I grabbed Theo’s arm and hustled him out the front door. “You’re never going to believe this.”
I described my encounter with Veronica and explained my theory about Ms. Keeper being a serial killer.
“If that’s the case,” he said, “don’t go anywhere alone with her.”
“Theo! We still need to stop her.”
“Why us? Call the police.”
“Who are they going to believe? Me and my probational Bethany-hating history or a kindly member of our school’s staff? No. It’s up to us.”
“Whatever. First there’s somewhere I want to take you.” He swung around the side of the school.

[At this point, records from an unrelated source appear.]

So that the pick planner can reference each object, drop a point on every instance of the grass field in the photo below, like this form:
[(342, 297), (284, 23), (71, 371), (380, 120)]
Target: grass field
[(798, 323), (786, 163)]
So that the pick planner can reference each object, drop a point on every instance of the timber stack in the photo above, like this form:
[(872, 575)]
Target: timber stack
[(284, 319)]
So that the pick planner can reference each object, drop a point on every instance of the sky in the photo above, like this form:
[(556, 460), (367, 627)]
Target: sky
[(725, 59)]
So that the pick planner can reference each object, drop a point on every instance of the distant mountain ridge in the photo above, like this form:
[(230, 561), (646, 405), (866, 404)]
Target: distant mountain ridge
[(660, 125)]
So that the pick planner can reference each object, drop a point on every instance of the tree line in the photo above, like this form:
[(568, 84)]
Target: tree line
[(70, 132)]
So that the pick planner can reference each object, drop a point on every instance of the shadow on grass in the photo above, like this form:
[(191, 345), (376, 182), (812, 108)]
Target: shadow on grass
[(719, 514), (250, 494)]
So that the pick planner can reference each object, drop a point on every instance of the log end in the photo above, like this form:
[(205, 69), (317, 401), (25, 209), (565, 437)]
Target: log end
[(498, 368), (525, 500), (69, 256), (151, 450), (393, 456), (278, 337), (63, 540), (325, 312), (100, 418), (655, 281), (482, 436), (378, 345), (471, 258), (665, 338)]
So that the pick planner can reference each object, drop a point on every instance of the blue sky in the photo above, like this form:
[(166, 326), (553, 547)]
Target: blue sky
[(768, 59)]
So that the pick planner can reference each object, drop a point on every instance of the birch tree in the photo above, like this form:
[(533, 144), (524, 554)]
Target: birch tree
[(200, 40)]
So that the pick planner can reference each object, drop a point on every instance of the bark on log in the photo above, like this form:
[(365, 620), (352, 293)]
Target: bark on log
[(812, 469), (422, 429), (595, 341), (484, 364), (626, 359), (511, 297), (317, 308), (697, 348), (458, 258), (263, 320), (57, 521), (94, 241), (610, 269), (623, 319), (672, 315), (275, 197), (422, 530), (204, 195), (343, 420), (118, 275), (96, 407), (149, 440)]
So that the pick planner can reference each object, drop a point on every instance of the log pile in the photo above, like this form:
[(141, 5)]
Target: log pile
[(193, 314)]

“Where? There’s nothing out this way except the track.”
“And the creek.”
True. The creek was pretty small, even for a creek, but it babbled and flowed prettily. Occasionally, on hot days, students stomped through it to cool down, but generally it was deserted. Not deep enough to swim in. Or dangerous enough to drown in.
He stopped at the bank and pulled two small silver bracelets from his jacket pocket.
“What are those?” I asked. “And don’t just say ‘bracelets.’”
“These puppies will orient us back to the school when it’s time to leave.”
“Leave from where?”
“Hades,” he replied.
“Are you insane? Why?”
“I want to show you something that I think could help recover your memory.”
“Breaking and entering? In the Underworld?”
“And theft,” Theo added cheerfully.
“No way. I’m following the de-clutter approach to life,” I babbled. “Less is more.”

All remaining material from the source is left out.